Communist-led lawmakers fail to remove Rada leaders


by Roman Woronowycz
Kyiv Press Bureau

KYIV - An effort to remove the leadership of Ukraine's Parliament sputtered on June 19 when it failed to gain a majority of votes to put the issue on the parliamentary agenda.

After the coordinating council of the Verkhovna Rada agreed to place the issue before the entire body, only 146 lawmakers supported the initiative during the floor vote to remove Verkhovna Rada Chairman Ivan Pliusch, 185 to oust First Vice-Chairman Viktor Medvedchuk and 144 to get rid of Vice-Chairman Stefan Havrysh.

The proposal to do away with the ruling troika came after the Communist faction earlier this year had gathered the signatures of more than 150 national deputies - the minimum required to consider the issue for debate within the assembly.
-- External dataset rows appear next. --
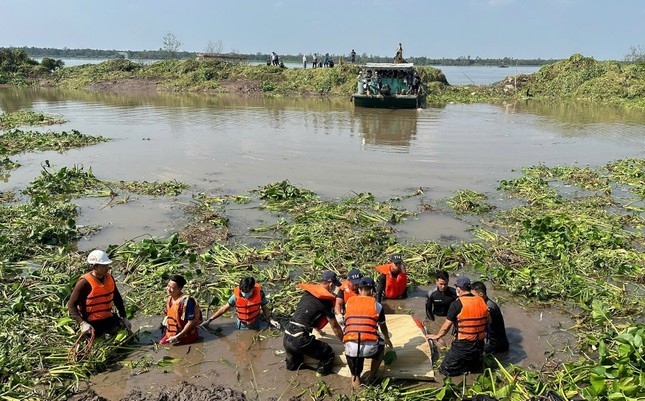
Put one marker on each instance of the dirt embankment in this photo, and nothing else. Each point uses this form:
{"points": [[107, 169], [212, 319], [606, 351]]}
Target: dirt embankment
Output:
{"points": [[182, 392]]}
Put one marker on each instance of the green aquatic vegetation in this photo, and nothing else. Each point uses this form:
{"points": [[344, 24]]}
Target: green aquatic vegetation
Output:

The initiative came from a petition-gathering effort that began late this past winter at the height of the political crisis that engulfed Kyiv as a result of the tape scandal surrounding the disappearance of the young journalist Heorhii Gongadze. But the main objective of the Communist Party was to remove those parliamentary leaders who last year had successfully ousted the prior chairman, Oleksander Tkachenko, an Agrarian Party member who has since joined the Communist faction.

Mr. Symonenko said that though his faction had decided to delay the initiative while the Gongadze affair raged, it was now well more than a year since the Tkachenko leadership was removed in an illegal "parliamentary putsch" and time for the current Verkhovna Rada leadership to defend its work.

"Let them now account for their work during this time, let them show that this leadership improved the work of the Verkhovna Rada," said Mr. Symonenko.

In February 2000, a majority coalition of centrist and democratic factions forced the removal of the leftist parliamentary leadership that had blocked legislation aimed at economic and democratic reform and replaced it with its own members.

A year later, during February and March of this year, Communists in Parliament began gathering signatures to oust the new leadership. The faction obtained the support of most of the Left Center (Socialist), Batkivschyna and Yabluko factions, as well as some lawmakers from the Ukrainian National Rukh and Progressive Socialist factions, which amounted to 154 names. However, as became obvious later, the support that the Batkivschyna, UNR and Yabluko factions extended to the effort was a result of the political turmoil of "Tapegate."

By the time Mr. Symonenko introduced the measure, the political environment in Kyiv had changed: the Gongadze affair and Tapegate had lost political steam, and the Communists successfully had led the ouster of Prime Minister Viktor Yuschenko, the darling of the right. There was little doubt that the UNR and Yabluko would not continue to support the matter.

Mykhailo Brodsky, leader of the Yabluko Party, said that the Communists had utilized the signatures illegally by presenting them at this late date and that the reason for the party's support for the petition initially was due to the "government crisis" of the time.

Meanwhile, Verkhovna Rada leaders expressed little concern that their posts were in jeopardy. Mr. Medvedchuk said on June 18 that the effort by the Communists was normal political maneuvering in a situation where a political force thought it might be able to grab power.

"This is a fight for authority, and it is an ordinary aspect of the behavior of those political forces that want to change either the entire administration of the Verkhovna Rada or at least replace some of it with their people," said a seemingly untroubled Mr. Medvedchuk, today considered the most powerful person in the Parliament and the prime target of the leftist forces.

National Deputy Oleksander Volkov, another power broker in the legislative body who heads the Democratic Union faction, put the effort by the Communists in more blunt terms, explaining that the political right, in failing to support the initiative, simply used good political reasoning.

"I see this as no more than an attempt to cause controversy on the part of the left. The right had the good sense of mind to see this was not for the good of Ukraine," said Mr. Volkov.